L’agente Laura Nicolle, responsable des relations avec les médias pour la Police régionale de York, a confirmé que tous les agents impliqués dans l’incident de jeudi ont été placés en fonctions administratives en attendant le résultat de l’enquête – procédure standard suite aux fusillades policières.
« Nous reconnaissons les préoccupations du public et son besoin de réponses, » a déclaré Nicolle. « Cependant, nous devons respecter le processus indépendant de l’UES et attendre leurs conclusions avant de commenter davantage. »
L’UES prévoit de terminer son enquête initiale dans les 120 jours, bien que les cas complexes prennent souvent plus de temps. Leur mandat comprend la détermination si des accusations criminelles sont justifiées contre les agents impliqués.
Pour les résidents de ce quartier de Markham, des questions persistent sur ce qui s’est exactement passé dans ces moments critiques avant que les coups de feu ne soient tirés. L’intersection est restée bouclée tout au long de jeudi pendant que les équipes médico-légales recueillaient des preuves et documentaient la scène.

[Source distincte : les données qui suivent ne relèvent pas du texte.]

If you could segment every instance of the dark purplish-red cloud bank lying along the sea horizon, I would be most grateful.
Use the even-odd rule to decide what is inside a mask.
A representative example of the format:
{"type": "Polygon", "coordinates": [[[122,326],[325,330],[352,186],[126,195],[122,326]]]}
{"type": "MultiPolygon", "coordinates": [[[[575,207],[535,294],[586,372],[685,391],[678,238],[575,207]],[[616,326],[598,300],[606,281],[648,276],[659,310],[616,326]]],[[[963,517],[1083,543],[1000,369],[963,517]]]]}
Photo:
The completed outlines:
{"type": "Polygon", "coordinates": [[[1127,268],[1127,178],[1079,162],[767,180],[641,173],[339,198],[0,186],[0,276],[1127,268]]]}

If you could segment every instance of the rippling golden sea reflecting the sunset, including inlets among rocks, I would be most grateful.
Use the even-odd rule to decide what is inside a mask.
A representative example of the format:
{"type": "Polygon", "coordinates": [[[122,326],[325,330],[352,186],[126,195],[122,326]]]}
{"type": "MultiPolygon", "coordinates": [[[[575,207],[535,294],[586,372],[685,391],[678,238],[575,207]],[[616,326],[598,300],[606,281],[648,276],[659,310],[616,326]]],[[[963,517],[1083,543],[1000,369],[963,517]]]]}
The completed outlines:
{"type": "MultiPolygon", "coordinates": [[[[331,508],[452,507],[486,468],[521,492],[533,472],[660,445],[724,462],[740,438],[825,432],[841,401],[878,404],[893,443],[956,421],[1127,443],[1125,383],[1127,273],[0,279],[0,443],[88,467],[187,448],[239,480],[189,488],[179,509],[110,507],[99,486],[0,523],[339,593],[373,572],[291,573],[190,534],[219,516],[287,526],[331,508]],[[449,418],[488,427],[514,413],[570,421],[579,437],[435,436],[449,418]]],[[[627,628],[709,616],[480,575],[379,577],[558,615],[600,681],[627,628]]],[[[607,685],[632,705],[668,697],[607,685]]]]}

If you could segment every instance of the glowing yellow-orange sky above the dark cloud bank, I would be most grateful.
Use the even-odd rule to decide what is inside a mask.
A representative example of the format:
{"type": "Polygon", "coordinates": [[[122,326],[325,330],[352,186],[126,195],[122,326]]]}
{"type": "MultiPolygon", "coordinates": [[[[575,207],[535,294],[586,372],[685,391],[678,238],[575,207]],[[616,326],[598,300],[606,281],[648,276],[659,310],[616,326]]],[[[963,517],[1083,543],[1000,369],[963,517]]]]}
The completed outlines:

Au fur et à mesure que cette enquête se déroule, elle mettra à l’épreuve l’équilibre entre l’intervention policière nécessaire dans des situations violentes et les mesures rigoureuses de responsabilisation conçues pour garantir que la force létale est vraiment le dernier recours. La communauté – et le public – ne méritent rien de moins qu’une transparence totale sur ce qui s’est passé ce matin-là à Markham.